Industry analysts expect strong growth as the housing market improves, particularly in once hard-hit Sun Belt areas including Phoenix, Miami and San Diego, and aging Americans find value in growing old in their homes.
They are also being boosted by high-appreciation, gentrifying neighborhoods in older cities such as New York’s Brooklyn borough.
Analysts say they expect continued interest as the leading edge of 78 million baby boomers approach 70, the age when a person typically begins to consider a reverse mortgage. A poll by Gallup in April found that 68 percent of Americans ages 50 to 64 said they were “very” or “moderately” worried about having enough money in retirement.
A reverse mortgage allows borrowers 62 or older to receive a line of credit or lump-sum or monthly cash payments off the accumulated equity in their homes. The loan comes due when the borrower dies, moves or sells the house. The borrower’s heirs are not liable if the loan balance exceeds the value of the home; FHA covers the risk.
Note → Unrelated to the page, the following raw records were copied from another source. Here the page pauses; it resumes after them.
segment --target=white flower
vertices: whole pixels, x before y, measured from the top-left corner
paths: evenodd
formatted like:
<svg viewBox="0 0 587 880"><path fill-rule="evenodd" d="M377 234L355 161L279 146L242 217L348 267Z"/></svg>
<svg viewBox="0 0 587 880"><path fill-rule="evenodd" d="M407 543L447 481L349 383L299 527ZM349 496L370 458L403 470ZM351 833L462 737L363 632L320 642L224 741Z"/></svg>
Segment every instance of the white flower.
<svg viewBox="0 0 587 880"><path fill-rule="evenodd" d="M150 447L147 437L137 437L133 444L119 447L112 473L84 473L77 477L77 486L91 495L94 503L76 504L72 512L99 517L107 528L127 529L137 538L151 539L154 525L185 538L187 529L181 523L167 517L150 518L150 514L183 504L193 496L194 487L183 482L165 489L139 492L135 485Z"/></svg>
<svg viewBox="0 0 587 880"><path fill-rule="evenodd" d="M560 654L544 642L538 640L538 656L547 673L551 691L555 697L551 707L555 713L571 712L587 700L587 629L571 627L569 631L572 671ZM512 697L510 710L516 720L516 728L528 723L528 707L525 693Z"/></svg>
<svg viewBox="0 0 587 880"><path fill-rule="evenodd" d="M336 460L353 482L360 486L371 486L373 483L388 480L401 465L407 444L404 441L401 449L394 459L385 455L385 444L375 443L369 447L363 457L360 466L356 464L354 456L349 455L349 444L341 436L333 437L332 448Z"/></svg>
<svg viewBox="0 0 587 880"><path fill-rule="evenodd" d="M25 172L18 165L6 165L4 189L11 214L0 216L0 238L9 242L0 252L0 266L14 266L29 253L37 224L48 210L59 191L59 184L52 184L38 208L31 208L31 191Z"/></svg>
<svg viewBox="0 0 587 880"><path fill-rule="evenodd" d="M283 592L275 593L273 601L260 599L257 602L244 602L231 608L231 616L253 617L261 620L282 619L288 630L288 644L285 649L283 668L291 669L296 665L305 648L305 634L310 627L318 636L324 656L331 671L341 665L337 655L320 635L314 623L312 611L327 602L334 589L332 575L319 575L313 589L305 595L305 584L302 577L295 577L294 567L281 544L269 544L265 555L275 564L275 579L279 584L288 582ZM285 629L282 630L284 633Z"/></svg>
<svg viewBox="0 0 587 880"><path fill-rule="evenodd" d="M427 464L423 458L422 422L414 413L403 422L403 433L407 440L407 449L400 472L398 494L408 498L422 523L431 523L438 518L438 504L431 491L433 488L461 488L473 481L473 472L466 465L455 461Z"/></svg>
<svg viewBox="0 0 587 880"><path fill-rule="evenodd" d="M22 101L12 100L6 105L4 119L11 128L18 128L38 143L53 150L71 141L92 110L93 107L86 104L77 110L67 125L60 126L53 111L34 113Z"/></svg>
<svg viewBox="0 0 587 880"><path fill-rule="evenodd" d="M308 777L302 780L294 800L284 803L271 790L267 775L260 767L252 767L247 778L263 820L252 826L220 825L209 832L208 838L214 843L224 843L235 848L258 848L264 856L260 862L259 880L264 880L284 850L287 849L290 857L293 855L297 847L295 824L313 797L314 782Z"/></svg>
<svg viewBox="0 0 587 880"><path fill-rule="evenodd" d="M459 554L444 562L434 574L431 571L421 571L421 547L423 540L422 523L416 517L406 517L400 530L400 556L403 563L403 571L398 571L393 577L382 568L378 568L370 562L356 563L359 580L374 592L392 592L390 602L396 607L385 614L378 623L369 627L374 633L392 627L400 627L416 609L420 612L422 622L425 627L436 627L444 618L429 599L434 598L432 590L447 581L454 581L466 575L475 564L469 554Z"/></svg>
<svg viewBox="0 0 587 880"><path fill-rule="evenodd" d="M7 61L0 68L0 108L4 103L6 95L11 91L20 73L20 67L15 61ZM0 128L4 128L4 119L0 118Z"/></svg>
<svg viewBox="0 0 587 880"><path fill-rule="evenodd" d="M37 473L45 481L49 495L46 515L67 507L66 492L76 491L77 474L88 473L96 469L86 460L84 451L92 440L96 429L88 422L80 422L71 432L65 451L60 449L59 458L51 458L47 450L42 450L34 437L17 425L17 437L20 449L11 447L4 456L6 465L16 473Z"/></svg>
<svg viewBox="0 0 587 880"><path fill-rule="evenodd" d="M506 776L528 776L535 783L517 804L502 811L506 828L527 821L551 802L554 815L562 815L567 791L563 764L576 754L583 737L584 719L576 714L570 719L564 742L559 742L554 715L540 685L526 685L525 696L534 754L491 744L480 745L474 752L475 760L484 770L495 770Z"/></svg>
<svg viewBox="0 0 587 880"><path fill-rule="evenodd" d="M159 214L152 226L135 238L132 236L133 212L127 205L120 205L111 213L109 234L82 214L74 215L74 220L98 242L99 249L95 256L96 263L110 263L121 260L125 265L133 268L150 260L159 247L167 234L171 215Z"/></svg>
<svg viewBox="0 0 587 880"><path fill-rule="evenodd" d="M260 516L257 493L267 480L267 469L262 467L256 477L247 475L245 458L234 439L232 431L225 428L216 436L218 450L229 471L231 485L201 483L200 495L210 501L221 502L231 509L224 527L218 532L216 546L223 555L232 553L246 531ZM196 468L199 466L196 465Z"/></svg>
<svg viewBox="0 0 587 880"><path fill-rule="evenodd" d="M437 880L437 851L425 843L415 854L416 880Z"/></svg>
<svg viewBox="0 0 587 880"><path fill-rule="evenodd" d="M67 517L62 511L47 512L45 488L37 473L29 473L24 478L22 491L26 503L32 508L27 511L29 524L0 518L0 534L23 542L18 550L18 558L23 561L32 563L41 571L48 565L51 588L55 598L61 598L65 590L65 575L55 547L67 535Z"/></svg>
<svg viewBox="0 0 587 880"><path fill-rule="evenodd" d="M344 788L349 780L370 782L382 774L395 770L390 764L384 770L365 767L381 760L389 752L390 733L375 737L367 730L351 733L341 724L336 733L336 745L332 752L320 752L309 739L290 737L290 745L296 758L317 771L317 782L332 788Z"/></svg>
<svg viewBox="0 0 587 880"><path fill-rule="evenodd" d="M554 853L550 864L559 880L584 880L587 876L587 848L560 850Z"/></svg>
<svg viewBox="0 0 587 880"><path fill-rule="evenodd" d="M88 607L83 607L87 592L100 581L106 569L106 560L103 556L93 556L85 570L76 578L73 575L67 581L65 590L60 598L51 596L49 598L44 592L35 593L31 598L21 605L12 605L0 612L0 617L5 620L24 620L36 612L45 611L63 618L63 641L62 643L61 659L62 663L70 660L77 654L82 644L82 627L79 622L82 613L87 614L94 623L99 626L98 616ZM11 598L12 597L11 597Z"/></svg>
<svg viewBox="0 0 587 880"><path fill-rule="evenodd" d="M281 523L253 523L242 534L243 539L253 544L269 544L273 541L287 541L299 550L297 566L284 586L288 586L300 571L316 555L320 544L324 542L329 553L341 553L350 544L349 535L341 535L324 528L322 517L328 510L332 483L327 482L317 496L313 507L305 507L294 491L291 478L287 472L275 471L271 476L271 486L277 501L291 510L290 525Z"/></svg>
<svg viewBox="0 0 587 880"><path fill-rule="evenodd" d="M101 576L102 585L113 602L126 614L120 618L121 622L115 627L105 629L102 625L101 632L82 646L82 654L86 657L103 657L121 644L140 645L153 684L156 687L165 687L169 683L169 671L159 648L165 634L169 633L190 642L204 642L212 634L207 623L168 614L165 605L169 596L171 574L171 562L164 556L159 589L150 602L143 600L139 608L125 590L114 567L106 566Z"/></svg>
Reverse mortgages have been pitched in slick TV ads featuring actor Henry Winkler and former U.S. Sen. Fred Thompson.
Philadelphia, where many families have lived in the same close-knit neighborhoods for generations, has ranked at the top for reverse mortgages awarded since 2011, according to an analysis of Federal Housing Administration data for The Associated Press by Reverse Market Insight, a California-based company. This year, it was followed by Los Angeles, Washington and Chicago.